January 7, 2013 | Illumina announced today that it has signed a definitive agreement to acquire Verinata Health for consideration of $350 million plus up to $100 million in milestone payments through 2015. Upon completion of the acquisition, Illumina will have access to Verinata’s verifi prenatal test, the broadest non-invasive prenatal test (NIPT) available today for high-risk pregnancies, and to what Illumina says is the most comprehensive intellectual property portfolio in the non-invasive prenatal test industry.  

Verinata Health started as a company dedicated to microfluidic technology based on intellectual property from MIT and Harvard, Diana Bianchi, Executive Director of the Mother Infant Research Institute at Tufts Medical Center and chair of Verinata’s clinical advisory board, told Bio-IT World in November (see, In Conversation: Tufts Geneticist Diana Bianchi on Noninvasive Prenatal Testing). “Verinata has the exclusive license to [Stanford professor] Steve Quake’s patents in this space, which specifically discuss the use of massively parallel sequencing to detect fetal trisomy,” Bianchi said.  

Non-invasive prenatal testing is one of the most rapidly growing areas utilizing next-generation sequencing, and Illumina believes the company is uniquely positioned to be at the forefront of providing superior prenatal testing options.   

“This agreement with Verinata demonstrates Illumina’s commitment to developing innovative diagnostic solutions and providing our partners with the most advanced technologies for improved patient care,” said Jay Flatley, President and CEO of Illumina in a press release. “Building on the recent acquisition of BlueGnome Ltd. (see, Illumina Acquires Cytogenetics Company BlueGnome) and our expertise in next-generation sequencing, this announcement further establishes Illumina as a leader in reproductive health.”   

Available through a physician, the verifi test analyzes cell-free fetal DNA naturally found in a pregnant woman’s blood to look for missing or extra copies of chromosomes (referred to as aneuploidies). Specifically, the test detects Down syndrome (trisomy 21 or T21), Edwards syndrome (trisomy 18 or T18) and Patau syndrome (trisomy 13 or T13). It is the first non-invasive prenatal test that offers the option to include evaluation of sex chromosome aneuploidies, such as Turner syndrome (Monosomy X), Triple X (XXX), Klinefelter syndrome (XXY) and Jacobs syndrome (XYY)—the most common fetal sex chromosome abnormalities.   

Compared to other testing options, the verifi prenatal test provides more definitive information than risk score-based tests (traditional protein serum screens), which calculate probabilities, and does not carry the risk of complications that an invasive procedure, such as an amniocentesis, can have.
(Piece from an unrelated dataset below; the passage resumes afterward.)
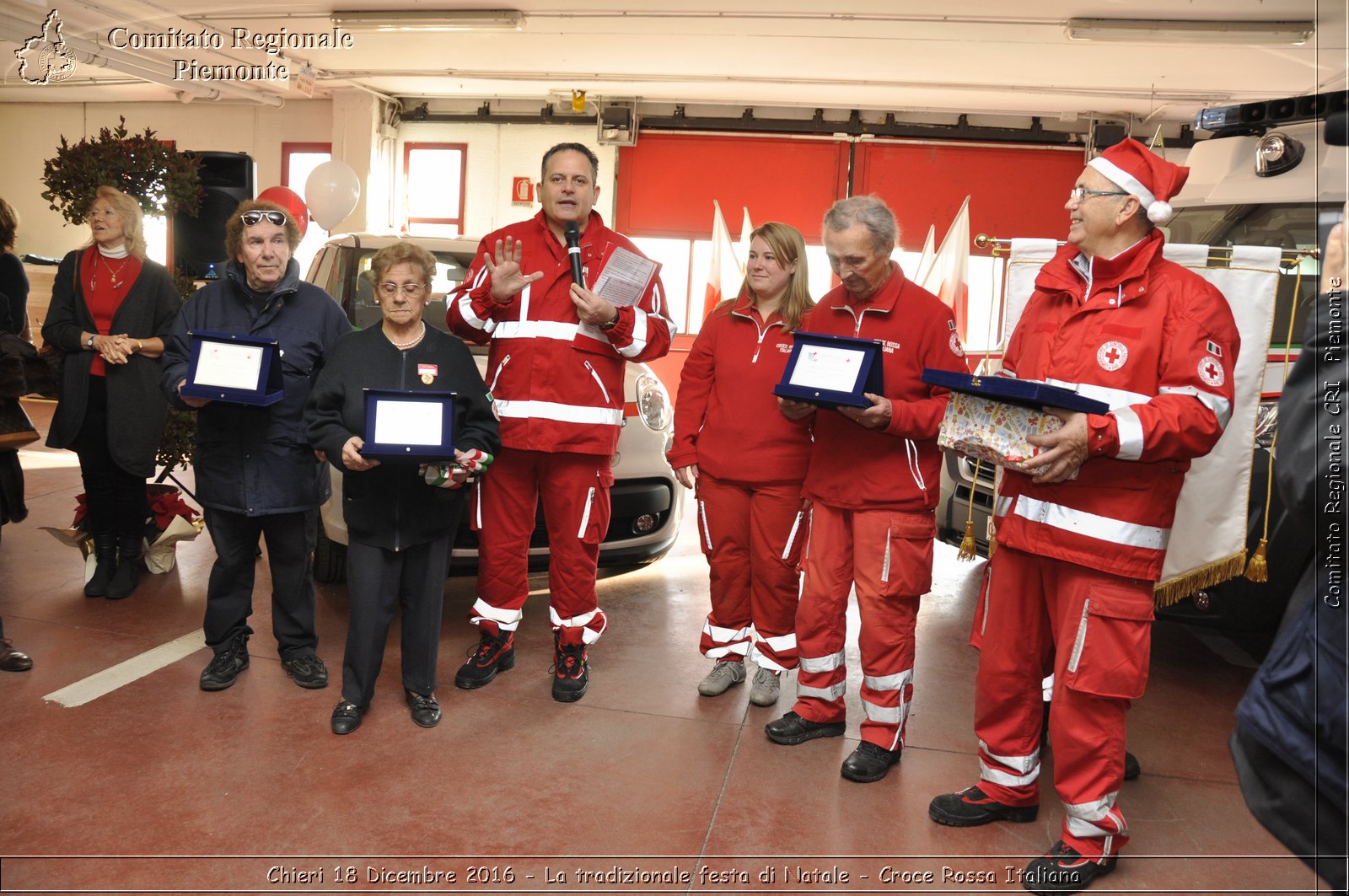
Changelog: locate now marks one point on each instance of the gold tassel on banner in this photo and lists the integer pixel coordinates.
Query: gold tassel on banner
(1205, 577)
(1259, 568)
(968, 548)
The robust technology behind the verifi test leverages the power of massively parallel next-generation sequencing with a highly optimized algorithm to provide accurate aneuploidy detection, with the ability to look across the entire genome.   

“Together, Illumina and Verinata are well-suited to drive the adoption of the non-invasive prenatal testing market. With approximately 500,000 high-risk pregnancies annually in the United States and an estimated four million pregnancies in total, there is a clear need for such tests,” said Dr. Jeffrey Bird, Executive Chairman and CEO of Verinata Health in a statement. “Given the recent American College of Obstetrics and Gynecology (ACOG) and Society of Maternal and Fetal Medicine (SMFM) joint opinion that recommended cell–free DNA prenatal testing as a first or second trimester option for women at increased risk of aneuploidy, we believe more physicians will be adopting NIPT.”   
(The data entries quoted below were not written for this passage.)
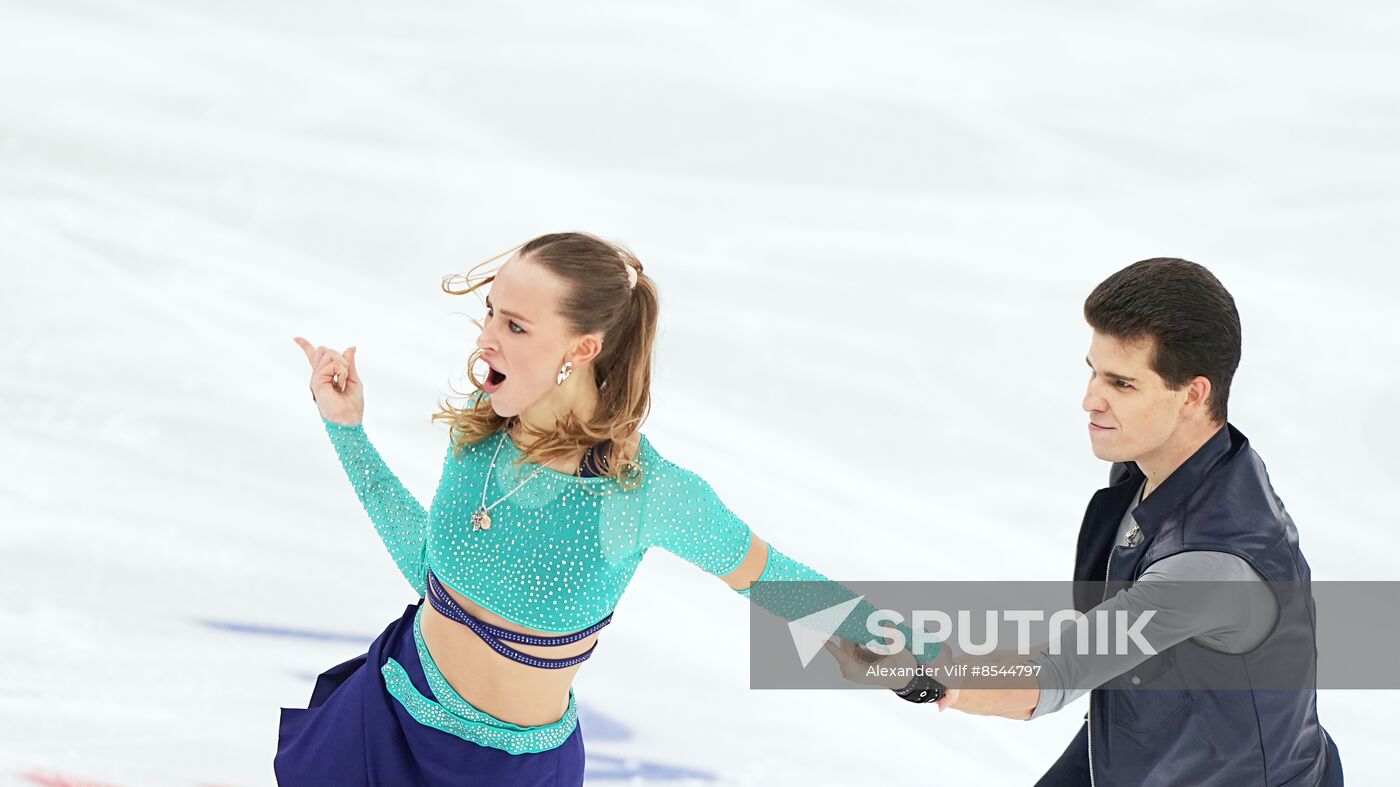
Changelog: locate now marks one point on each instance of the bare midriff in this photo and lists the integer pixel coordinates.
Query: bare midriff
(508, 691)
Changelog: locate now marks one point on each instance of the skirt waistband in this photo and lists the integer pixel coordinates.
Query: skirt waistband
(451, 713)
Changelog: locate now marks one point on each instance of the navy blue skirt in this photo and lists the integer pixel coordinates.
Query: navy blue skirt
(354, 733)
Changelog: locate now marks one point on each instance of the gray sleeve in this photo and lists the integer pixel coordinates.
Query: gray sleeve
(1232, 622)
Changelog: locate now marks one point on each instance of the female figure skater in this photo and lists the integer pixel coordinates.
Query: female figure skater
(548, 502)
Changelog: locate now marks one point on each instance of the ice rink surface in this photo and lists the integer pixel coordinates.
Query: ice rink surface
(872, 226)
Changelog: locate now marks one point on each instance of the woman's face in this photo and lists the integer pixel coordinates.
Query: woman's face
(524, 338)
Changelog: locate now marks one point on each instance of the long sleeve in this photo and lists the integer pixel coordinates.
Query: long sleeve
(791, 590)
(398, 517)
(1187, 604)
(689, 520)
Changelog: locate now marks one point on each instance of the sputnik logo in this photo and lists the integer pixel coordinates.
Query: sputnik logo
(809, 633)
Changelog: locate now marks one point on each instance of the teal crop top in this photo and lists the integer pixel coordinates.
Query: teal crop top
(563, 548)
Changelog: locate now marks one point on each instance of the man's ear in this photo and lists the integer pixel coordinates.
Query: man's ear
(585, 349)
(1199, 394)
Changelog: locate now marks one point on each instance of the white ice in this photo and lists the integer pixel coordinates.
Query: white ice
(872, 223)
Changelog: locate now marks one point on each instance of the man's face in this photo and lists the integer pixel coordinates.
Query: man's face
(1131, 412)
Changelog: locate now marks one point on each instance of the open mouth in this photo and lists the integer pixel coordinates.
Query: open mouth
(493, 380)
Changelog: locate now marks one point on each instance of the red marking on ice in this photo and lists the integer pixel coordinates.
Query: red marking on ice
(56, 780)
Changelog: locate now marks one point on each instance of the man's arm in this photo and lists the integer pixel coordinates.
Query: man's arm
(1231, 622)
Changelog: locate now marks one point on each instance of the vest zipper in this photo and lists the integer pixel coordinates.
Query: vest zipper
(1108, 572)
The verifi test will continue to be offered through Verinata’s CLIA-certified and CAP-accredited laboratory, which will continue to act as a reference laboratory to gather some of the necessary clinical data for future regulatory submissions.   

Based on ACOG and SMFM guidelines for high-risk pregnancies in the United States, the addressable NIPT market is estimated to be more than $600 million in 2013. The total domestic market is estimated to grow to 1.5 to 2 million tests performed annually within the next five years.